Canary Deployments
Caveats
- Environment only changes are NOT currently supported.
- Only versioned app changes, currently.
- App pipeline currently only supports kubernetes canaries.
- The
canary weights operate differently in our kubernetes and marathon environments. See Canary Weights
Canary Weights
The canary weights operate differently in our kubernetes and marathon environments.
This can be surprising, particularly in our kubernetes environment (see below for more explanation).
Kubernetes
In our kubernetes environment, canary instances share traffic with the current production instances in a purely “round robin” setup.
To have some control over traffic weights, the canary weight provided is used to determine how many canary instances to spin up, and possibly even spin down production instances.
The algorithm can be found in our banno-k8s-operator here.
This means that canary weights below 50% result in spinning up canary instances, to the nearest traffic weight it can get without spinning up more than the number of production instances.
Any canary weights above 50% result in spinning up canaries to match the previous number of production instances, while spinning production instances down.
This can be particularly limiting for single instance services, as they only have a single possible canary weight: 50%.
An example: If a service has 4 instances running in production and wants to canary a new version at 20% traffic, then the kubernetes operator will spin up a single canary instance - 1/5 total instances being 20%.
Marathon
The canary weight in our marathon environment is actually the ingress envoy weight, and is handled by our load balancer.
The number of instances of both the production service and the canary can be arbitrarily set, and the load balancer should appropriately distribute the traffic between the canary instances and the production instances. Then further divides the traffic among the instances of each.
E.g. A service with 2 production instances, and a single canary instance, requesting a canary weight of 50% will result in 50% total traffic to the production instances, 25% to each.
While the single canary instance would get the requested 50%.
Manual Deploy Requests
Kubernetes and Marathon deploys can both be canaried during a manual deploy.
NOTE: Marathon canaries must be setup as detailed here, prior
These are requested as usual in either #org-deployments or #org-pulsar. A pulsar team member will manually run the deploy scripts, taking new canary weights as the developer needs and proceeding with the full deployment when the developer is satisfied.
Jenkins App Pipeline
NOTE: The app pipeline currently only supports a kubernetes canary stage. Marathon canaries are not supported through the pipelines but devs can request manual canary deployments in #org-pulsar.
Services running in both kubernetes and marathon will only have a kubernetes canary stage.
Canary Stage(s)
The canary process is implemented via a new canary stage in the pipeline.

This stage allows the developer to deploy canary instances, prompting the developer for canary weights.

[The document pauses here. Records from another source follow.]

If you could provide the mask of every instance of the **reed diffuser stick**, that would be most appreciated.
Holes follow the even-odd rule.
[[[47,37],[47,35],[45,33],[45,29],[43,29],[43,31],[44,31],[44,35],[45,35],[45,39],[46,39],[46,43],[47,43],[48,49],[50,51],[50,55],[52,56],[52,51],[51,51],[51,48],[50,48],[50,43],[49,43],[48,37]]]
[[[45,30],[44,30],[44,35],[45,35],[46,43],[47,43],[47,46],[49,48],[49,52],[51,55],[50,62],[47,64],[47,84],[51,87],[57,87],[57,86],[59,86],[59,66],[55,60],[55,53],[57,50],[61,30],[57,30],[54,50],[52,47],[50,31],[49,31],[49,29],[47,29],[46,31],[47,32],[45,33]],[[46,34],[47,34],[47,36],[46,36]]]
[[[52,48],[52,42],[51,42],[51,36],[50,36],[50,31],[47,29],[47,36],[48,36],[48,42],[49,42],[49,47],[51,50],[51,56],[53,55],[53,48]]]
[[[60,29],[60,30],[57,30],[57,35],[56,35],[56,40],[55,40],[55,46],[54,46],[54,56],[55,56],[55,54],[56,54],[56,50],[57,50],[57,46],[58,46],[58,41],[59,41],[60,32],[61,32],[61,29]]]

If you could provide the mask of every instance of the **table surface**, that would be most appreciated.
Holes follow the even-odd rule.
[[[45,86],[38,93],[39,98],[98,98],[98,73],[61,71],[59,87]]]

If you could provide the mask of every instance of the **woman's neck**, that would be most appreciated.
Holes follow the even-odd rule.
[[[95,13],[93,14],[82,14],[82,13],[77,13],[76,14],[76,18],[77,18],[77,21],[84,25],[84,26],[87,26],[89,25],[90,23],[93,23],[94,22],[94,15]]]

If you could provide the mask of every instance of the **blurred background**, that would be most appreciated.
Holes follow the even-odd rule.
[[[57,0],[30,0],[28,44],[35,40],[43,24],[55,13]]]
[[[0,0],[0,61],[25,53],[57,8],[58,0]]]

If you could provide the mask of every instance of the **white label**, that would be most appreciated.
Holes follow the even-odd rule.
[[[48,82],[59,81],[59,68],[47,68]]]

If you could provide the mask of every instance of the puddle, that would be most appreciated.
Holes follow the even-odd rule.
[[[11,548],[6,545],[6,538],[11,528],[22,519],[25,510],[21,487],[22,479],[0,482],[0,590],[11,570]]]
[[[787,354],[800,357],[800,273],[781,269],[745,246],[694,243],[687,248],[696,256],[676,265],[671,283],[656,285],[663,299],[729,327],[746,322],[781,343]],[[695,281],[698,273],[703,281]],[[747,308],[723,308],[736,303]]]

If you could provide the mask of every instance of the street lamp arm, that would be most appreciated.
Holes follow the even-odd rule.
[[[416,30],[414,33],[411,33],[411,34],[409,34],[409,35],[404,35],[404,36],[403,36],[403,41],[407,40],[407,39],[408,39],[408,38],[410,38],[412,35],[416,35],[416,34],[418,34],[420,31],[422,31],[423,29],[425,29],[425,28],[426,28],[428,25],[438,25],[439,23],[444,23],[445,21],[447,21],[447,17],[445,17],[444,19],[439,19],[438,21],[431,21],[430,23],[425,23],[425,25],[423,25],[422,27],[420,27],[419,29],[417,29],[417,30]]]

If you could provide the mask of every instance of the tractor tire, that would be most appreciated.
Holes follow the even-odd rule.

The developer may then perform one of 3 actions from this prompt.
Change canary weight
The developer may enter a canary weight leave the checkbox UNCHECKED, and click Proceed to deploy canaries.
They may repeat this stage and process as needed.
Note: Canary weights must be between 1 and 50 inclusive. A weight of 0 or above 50 will end execution.
Proceed with full deployment
Once the developer is confident in their deployment, they may choose to proceed with full deploy.
This is performed by checking the readyToDeploy checkbox, and clicking the Proceed button once more.

This will prompt the developer again with a confirmation dialog to spin down canaries.
Note:
Aborting again, at this time will cause the canaries to be left running and receiving traffic.
From here, a full rollback may still be performed from the optional rollback stage.
Abort deployment
If the developer decides to abort the deployment, they can do so by clicking the Abort button on the canary dialog.
This will prompt the developer again with a confirmation dialog to spin down canaries.

Note: Aborting again, at this time will cause the canaries to be left running and receiving traffic.